1. Install oblivion.

2. Go to the oblivion install directory and move it in to this path.

From. 
C:\Program Files (x86)\Bethesda Softworks\Oblivion

To. 
C:\Drive\Installed Games\Bethesda Softworks\Oblivion

You will have to create these folders.

3. Then change the "Oblivion.exe" to "UT3.exe".

4. Start the game.

Then your done it's should work on windows 7.

Enjoy! :chgrin:


----------



## -WOLF- (Jan 17, 2009)

Would it not create problems if you just move the entire game? Why not install the game directly into the 'new' filepath?


----------



## Grim077 (Jan 16, 2010)

no i haven't had any problems with moving it. but you can install it into that directory. i just moved it and renamed it and it works perfect for me.


----------



## Tiber Septim (Feb 9, 2006)

The reason it was probably crashing for you is due to Windows not allowing full permissions in the default 'Program Files' folder.
Installing the game to any custom directory should work. 
I'm also not sure why you renamed it UT3. That shouldn't have any effect at all.

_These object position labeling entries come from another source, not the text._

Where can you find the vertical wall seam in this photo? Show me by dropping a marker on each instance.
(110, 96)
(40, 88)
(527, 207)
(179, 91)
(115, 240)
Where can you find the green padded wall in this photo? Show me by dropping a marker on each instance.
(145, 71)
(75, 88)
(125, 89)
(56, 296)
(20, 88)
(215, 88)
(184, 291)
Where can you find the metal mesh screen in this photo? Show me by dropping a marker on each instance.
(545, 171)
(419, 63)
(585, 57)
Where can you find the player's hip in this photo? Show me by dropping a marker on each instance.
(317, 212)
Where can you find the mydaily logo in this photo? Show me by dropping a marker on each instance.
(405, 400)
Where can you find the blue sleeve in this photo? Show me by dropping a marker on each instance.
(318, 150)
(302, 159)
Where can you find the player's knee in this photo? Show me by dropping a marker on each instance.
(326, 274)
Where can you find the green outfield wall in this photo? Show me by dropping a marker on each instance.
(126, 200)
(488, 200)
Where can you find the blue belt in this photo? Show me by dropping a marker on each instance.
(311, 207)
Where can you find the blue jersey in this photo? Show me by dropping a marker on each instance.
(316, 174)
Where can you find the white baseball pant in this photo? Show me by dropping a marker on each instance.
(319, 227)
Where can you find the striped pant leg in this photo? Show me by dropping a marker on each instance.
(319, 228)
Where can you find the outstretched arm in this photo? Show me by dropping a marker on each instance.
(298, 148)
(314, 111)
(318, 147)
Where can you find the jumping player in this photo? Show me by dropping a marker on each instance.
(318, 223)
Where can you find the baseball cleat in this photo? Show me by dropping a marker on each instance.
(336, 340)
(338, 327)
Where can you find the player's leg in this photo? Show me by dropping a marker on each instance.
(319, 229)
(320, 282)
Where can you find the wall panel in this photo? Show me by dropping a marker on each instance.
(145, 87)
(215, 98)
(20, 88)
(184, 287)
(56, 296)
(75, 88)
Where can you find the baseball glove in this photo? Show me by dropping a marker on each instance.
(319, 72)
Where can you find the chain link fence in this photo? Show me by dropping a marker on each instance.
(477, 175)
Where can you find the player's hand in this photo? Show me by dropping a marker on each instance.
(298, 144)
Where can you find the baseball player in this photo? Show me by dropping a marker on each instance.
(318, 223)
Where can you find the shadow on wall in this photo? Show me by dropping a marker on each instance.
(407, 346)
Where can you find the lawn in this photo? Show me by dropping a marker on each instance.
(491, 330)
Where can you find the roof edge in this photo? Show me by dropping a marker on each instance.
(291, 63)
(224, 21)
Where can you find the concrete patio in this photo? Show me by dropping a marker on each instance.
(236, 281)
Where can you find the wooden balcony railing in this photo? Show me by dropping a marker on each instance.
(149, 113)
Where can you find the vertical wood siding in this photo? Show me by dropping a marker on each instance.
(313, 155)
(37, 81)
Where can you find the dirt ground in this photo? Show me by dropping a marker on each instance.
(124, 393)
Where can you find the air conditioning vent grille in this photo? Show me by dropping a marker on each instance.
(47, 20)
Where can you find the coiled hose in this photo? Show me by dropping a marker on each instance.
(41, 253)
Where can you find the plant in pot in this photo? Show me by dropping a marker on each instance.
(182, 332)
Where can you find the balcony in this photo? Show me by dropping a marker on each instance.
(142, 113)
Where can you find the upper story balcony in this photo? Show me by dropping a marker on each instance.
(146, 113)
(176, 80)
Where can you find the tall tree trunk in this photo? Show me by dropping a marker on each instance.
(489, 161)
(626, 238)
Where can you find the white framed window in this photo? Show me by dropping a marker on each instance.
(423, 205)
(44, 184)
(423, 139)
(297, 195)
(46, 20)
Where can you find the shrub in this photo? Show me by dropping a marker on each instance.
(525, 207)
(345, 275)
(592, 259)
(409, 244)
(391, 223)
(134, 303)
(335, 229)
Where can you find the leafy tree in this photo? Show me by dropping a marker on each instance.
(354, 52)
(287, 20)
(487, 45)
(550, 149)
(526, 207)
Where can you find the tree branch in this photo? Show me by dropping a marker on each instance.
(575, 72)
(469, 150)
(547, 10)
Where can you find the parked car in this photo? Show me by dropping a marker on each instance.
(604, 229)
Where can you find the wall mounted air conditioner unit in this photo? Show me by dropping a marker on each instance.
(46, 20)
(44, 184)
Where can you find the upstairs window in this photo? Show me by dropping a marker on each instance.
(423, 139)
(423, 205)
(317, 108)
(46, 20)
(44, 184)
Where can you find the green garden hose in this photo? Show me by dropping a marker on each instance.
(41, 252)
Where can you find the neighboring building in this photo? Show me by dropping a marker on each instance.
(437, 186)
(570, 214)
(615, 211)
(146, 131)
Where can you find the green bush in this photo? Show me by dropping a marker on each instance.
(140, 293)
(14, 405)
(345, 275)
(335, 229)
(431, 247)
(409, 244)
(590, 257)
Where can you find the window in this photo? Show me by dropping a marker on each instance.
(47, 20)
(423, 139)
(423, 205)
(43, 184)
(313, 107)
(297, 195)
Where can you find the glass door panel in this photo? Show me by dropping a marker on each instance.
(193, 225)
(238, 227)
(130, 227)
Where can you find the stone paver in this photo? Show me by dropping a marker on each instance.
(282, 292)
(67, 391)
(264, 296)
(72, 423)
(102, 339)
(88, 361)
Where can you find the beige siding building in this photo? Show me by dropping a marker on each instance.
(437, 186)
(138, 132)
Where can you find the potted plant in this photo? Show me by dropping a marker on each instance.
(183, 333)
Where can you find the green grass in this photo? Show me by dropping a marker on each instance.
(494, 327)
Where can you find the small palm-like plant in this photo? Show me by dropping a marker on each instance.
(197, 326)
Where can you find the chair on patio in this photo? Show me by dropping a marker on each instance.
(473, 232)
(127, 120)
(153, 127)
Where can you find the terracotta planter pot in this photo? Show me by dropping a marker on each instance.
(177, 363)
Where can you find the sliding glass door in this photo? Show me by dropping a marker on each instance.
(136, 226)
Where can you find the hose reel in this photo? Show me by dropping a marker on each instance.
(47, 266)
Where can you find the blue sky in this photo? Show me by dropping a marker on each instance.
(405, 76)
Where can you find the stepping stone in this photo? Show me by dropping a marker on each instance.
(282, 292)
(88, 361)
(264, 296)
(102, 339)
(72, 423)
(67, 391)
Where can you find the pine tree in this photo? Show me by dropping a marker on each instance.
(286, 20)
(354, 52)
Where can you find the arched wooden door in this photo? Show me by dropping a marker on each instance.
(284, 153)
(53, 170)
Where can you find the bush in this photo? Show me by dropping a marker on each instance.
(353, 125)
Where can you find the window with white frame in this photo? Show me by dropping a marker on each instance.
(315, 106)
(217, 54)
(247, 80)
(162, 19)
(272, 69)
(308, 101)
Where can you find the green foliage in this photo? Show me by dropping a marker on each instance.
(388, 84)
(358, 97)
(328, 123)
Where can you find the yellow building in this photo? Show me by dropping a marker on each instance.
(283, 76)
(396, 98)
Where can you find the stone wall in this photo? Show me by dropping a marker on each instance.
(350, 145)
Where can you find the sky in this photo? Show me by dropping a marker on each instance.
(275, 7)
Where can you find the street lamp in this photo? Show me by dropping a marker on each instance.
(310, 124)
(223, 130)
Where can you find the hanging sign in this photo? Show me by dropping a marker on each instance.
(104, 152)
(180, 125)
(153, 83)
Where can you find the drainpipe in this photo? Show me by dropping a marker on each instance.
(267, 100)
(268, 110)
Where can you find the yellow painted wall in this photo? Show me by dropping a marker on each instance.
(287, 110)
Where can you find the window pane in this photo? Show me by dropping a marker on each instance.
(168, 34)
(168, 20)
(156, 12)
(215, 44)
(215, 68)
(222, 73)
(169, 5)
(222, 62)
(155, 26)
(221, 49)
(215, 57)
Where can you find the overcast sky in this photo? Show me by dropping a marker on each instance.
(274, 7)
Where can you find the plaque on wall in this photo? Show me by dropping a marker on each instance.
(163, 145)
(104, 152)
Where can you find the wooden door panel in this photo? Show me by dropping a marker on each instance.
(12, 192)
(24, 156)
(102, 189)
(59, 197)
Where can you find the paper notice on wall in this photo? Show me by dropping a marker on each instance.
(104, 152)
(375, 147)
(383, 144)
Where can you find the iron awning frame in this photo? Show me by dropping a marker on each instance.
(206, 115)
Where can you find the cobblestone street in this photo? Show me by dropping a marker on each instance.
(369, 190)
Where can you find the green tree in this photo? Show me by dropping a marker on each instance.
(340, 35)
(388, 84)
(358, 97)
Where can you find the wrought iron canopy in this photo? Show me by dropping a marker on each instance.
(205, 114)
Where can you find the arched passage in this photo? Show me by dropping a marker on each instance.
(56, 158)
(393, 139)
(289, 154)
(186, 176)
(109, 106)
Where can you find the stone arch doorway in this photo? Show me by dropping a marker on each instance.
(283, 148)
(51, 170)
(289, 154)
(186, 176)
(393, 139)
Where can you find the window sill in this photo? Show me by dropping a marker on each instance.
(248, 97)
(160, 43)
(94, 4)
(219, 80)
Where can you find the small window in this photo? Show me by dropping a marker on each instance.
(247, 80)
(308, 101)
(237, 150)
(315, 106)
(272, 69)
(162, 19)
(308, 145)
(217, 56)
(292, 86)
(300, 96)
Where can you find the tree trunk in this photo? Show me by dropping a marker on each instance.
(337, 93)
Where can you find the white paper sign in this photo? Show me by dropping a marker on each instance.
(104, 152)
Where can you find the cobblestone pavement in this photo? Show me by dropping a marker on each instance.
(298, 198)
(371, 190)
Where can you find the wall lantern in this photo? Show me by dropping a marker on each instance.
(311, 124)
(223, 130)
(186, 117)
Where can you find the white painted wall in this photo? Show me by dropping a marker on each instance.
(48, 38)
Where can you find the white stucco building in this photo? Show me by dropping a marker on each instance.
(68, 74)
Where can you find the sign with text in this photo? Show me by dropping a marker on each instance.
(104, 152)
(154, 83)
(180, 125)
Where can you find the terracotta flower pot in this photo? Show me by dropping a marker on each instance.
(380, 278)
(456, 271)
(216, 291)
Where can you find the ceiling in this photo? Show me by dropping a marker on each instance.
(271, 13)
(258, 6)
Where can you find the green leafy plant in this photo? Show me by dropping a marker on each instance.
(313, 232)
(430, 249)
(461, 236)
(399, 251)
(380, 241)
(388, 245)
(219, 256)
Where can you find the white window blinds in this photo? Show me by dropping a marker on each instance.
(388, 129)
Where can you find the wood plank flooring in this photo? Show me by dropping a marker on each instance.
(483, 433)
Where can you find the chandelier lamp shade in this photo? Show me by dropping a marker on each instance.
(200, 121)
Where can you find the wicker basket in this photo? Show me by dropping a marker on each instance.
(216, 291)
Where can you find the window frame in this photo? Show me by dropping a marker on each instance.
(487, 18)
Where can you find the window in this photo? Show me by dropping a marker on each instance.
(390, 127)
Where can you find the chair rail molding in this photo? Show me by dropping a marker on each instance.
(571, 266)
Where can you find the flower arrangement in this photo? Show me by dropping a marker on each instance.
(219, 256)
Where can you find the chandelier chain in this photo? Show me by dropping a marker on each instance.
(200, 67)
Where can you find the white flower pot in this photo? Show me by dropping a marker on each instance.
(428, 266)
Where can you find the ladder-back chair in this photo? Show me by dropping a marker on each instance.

Also, Oblivion does create a registry entry that records its' installation directory. So installing it in one location and then moving it might cause problems.


----------



## -WOLF- (Jan 17, 2009)

Thats why I suggested installing it to the 'new' directory.


----------



## Coleenh (Apr 28, 2012)

I tried this fix and it does NOT work for me. I even uninstalled and re-installed into newly created directory (per above info) and although it will open - when I get to a certain point, (entering the sewers after the King dies) Right at the point of trying to enter the sewers, it crashes EVERY SINGLE TIME! What else do I need to do to FIX THIS???


----------



## koala (Mar 27, 2005)

See FAQ #13 here: Oldblivion

More detailed instructions in this thread: http://www.oldblivion.com/sm/index.php?topic=6579.0


> Open your Oblivion.ini, located in My Documents/My Games/Oblivion
> 
> Find and Change these settings to look like this:
> 
> ...


If this causes the water to turn purple, see FAQ #16.


----------



## Coleenh (Apr 28, 2012)

You're the best Koala - thank you! It worked! I haven't noticed yet if I have purple water, but I can deal with that if I can just play the darn game! Thanks very much for the info and the links, it is VERY appreciated!


----------